One of the most blatant examples of fraud, corruption, and abuse in the United Nations is that of the United Nations employees enriching themselves through personal deals with rogue governments.

In 1991, the United Nations placed sanctions on Iraq for Saddam Hussein's persistent noncompliance with the provisions of the cease-fire that ended the first Gulf War.

In an effort to mitigate the sanctions impact on the Iraqi population, the Oil-for-Food program was created in 1996 to allow the Iraqis to sell oil in order to pay for humanitarian goods. Under the auspices of the United Nations, the oil was to be sold with the proceeds to be deposited with the Banque National de Paris. Humanitarian goods were then to be supplied to Iraq using those funds.

However, Saddam Hussein was allowed to choose his own business partners for this program, those buyers for Iraq's oil, as well as the suppliers of humanitarian goods.

For each 180-day phase of the program, Iraq developed a list of allocations identifying companies and individuals to whom it would be willing to sell oil. Saddam personally reviewed who would receive the oil.

Mr. Hussein would then complete oil contracts based on the allocations list. As this process evolved, Saddam began to give special allocations for the benefit of particular individuals or entities that were perceived to support his brutal regime.

It is abominable for U.S. taxpayers' funds to be used to pay U.N. employees who take advantage of international sanctions and make deals to receive kickbacks.

That is exactly what happened with the U.N. Oil-for-Food program.

While visiting Iraq in the course of his official duties, director of the Oil-for-Food program, Mr. Benon Sevan, requested special allocations from the Iraq oil ministry for African Middle East Petroleum Company to help a friend. That friend turned out to be former Secretary-General Boutros Boutros Gali's nephew.

It was later found by the Independent Inquiry Committee into the U.N. Oil-for-Food program that what Mr. Sevan sought was more than just for his friend.

Mr. Sevan was in a position of influence and could lift restrictions on various parts of the Oil-for-Food program.

So the Saddam Hussein regime granted the oil allocations to AMEP and Mr. Sevan. AMEP purchased the oil from Iraq, but then sold it to oil companies for as much as $750,000 per transaction more than what they paid for it, all while giving the proceeds to Mr. Sevan for making the deal. Additional oil allocations granted through the years of the program as restrictions were lifted on aspects of the Oil-for-Food program.

When the program came under scrutiny, Mr. Sevan blocked the proposed audit of his office.
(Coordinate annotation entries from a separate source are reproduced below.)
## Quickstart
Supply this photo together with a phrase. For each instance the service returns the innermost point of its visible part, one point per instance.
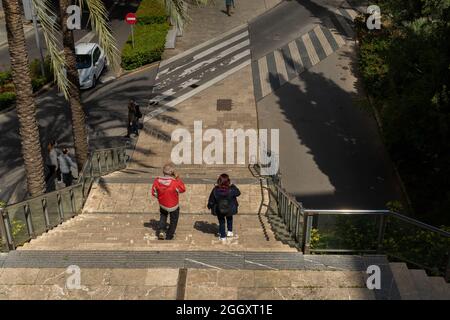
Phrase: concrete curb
(397, 173)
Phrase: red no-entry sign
(131, 18)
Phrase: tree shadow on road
(341, 162)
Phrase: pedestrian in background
(167, 189)
(52, 166)
(132, 123)
(138, 113)
(223, 204)
(66, 165)
(228, 4)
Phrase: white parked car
(91, 61)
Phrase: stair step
(441, 288)
(404, 281)
(421, 281)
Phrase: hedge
(151, 12)
(7, 91)
(149, 45)
(7, 99)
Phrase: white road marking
(203, 264)
(295, 54)
(220, 56)
(202, 45)
(323, 41)
(344, 24)
(310, 49)
(264, 77)
(352, 13)
(281, 67)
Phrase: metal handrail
(286, 202)
(118, 159)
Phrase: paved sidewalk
(154, 146)
(210, 21)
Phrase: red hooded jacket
(166, 190)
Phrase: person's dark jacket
(231, 193)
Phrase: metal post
(132, 35)
(447, 271)
(5, 232)
(29, 220)
(60, 207)
(38, 41)
(45, 209)
(307, 233)
(72, 201)
(381, 230)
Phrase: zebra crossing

Because of these personal deals, Saddam was able to skirt around the restrictions of sanctions, siphoning off as much as $10 billion in the form of illicit revenue while the Iraqi people starved.

Saddam Hussein used much of this money to purchase weapons, many of which are being used to kill Americans and Iraqis today as the Allied forces continue to fight terrorism in that country.

Actions such as Mr. Sevan's personal dealings with the sanctioned Iraqi Government undermine the United Nations' purposes.

I ask that my colleagues support this amendment that makes clear to the United Nations that the United States will not tolerate U.N. employees making deals with rogue governments subject to U.N. sanctions.

Mr. Chairman, I reserve the balance of my time.


Mr. PEARCE. Mr. Chairman, I yield myself the balance of my time to wrap up my comments by saying that we all know what corruption looks like, smells like, and acts like. We are seeing corruption at many different levels in the U.N., and I would request that all Members support this amendment, which would limit the unauthorized contact between the United Nation employees and the nations which have been sanctioned.

Mr. Chairman, I yield back the balance of my time.